Fannie Mae’s quarterly Home Price Expectations Survey (HPES), released Friday, showed panelists surveyed in May now expect national home prices to rise by an average of 2.9 percent this year, down from their previous forecast of 3.4 percent.

Similarly, the survey’s housing, mortgage industry and academic experts now expect 2.8 percent home price appreciation in 2026, down from the 3.3 percent envisioned in February.

U.S. home price scenarios

Projected cumulative home price appreciation among most optimistic and pessimistic quartile of survey panelists.

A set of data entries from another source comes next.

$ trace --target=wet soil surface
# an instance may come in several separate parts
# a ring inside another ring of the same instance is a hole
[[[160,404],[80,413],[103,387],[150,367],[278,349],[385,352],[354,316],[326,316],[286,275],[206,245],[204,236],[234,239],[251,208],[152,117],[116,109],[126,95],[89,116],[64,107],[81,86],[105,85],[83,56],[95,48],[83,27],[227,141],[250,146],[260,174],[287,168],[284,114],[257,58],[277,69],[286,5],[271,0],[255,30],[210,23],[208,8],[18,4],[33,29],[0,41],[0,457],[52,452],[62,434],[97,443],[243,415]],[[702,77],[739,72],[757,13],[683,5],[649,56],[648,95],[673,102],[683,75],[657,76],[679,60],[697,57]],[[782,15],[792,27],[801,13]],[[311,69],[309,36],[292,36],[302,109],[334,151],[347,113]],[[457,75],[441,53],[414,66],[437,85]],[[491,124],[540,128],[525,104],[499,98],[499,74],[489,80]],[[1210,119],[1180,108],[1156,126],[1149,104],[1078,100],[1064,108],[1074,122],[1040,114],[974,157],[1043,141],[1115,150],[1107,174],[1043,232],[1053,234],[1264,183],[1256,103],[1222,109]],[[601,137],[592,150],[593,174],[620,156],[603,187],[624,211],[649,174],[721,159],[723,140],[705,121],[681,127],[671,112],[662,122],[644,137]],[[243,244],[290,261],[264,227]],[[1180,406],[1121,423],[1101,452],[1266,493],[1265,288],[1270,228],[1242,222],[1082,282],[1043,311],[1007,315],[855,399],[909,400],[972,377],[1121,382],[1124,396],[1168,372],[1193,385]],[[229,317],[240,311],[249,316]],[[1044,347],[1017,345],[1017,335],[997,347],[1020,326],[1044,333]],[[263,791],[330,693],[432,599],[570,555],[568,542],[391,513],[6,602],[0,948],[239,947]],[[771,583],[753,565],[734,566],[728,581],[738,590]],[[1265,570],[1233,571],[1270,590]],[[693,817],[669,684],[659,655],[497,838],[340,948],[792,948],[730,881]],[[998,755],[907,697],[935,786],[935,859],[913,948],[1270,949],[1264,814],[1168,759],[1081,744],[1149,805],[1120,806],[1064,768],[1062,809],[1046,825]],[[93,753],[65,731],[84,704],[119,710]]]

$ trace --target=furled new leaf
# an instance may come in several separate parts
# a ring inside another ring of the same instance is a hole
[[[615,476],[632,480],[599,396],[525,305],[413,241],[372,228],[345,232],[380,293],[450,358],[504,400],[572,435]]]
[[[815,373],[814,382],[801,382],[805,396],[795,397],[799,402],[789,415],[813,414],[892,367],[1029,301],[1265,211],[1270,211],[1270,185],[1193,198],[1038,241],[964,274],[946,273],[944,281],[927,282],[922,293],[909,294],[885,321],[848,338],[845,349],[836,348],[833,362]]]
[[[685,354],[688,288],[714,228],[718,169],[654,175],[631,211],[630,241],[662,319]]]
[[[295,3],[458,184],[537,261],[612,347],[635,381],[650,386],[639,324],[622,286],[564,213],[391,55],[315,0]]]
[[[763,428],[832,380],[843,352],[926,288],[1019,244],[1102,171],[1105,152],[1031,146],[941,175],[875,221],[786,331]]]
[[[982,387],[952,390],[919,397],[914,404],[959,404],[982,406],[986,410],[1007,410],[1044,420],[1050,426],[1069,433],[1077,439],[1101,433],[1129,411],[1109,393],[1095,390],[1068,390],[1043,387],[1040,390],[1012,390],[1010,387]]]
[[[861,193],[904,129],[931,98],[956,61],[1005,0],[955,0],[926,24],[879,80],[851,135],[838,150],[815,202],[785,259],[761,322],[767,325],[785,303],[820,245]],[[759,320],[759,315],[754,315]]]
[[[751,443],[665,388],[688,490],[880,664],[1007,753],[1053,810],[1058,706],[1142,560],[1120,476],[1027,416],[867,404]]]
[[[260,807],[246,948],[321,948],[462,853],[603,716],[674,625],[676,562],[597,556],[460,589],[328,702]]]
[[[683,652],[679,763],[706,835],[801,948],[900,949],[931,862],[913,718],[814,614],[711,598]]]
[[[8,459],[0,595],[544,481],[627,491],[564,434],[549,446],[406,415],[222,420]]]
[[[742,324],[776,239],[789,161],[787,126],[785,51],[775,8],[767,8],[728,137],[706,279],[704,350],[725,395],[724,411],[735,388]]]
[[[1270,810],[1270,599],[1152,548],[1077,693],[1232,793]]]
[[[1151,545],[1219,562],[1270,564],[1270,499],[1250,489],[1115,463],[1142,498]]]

Source: Fannie Mae Home Price Expectations Survey (HPES) May 2025. 

Pessimists on the panel think national home price appreciation could cool from 5.3 percent in 2024 to less than 1 percent this year and next. A small minority — 15 percent — say the odds are better than even that national home prices will turn negative by the end of next year.

As national home price appreciation cools, some markets could see prices fall. The latest S&P CoreLogic Case-Shiller Indices showed home prices in Tampa were down 2.2 percent from a year ago in March.

While Tampa was the only top 20 metro to post a decline, price appreciation “barely stayed positive” in Dallas at 0.2 percent, S&P Dow Jones Indices analyst Nicholas Godec said in a statement.

Most of the largest housing markets tracked by Case-Shiller — 14 out of 20 — posted seasonally-adjusted price declines from February to March.

Nicholas Godec

“These results underscored how markets that experienced sharp run-ups earlier in the cycle — particularly in the Sun Belt — continued to adjust under the weight of higher mortgage rates and strained affordability,” Godec said.

Mortgage rates aren’t coming down, but improving inventory in many markets helped drive up homebuyer demand for purchase loans to the second highest level of the year last week, the Mortgage Bankers Association reported Wednesday.

Only one in five Americans (21 percent) polled by Fannie Mae in May said they expect home prices to come down over the next 12 months, with 45 percent expecting prices to go up and 34 percent expecting that they’ll stay the same. While only 26 percent said May was a good time to buy, that’s up from an all-time survey low of 14 percent a year ago.

Housing and mortgage experts polled by Fannie Mae in May saw Austin, Tampa, Dallas, Denver, Houston, Miami, Phoenix, Washington, D.C., and Atlanta as markets where home prices are most likely to underperform national home price appreciation over the next 12 months.

Among the 20 largest U.S. housing markets, Boston, New York, Philadelphia, Nashville and San Diego were viewed as places where prices are most likely to go up faster than the national average.

Fannie Mae economists update their home price appreciation forecast four times a year, in the first month of each quarter.

In their April forecast, Fannie Mae economists predicted that home prices will rise 4.1 percent this year before appreciation cools to 2 percent by Q4 2026.

Fannie Mae economists think home sales bottomed at 4.75 million last year and will grow by 3.6 percent this year and 6.8 percent in 2026.

Home sales expected to bounce back

Source: Fannie Mae housing forecast, May 2025.

If Fannie Mae’s forecast of 5.25 million 2026 home sales pans out, it would be the first time since 2022 that sales of new and existing homes surpassed five million.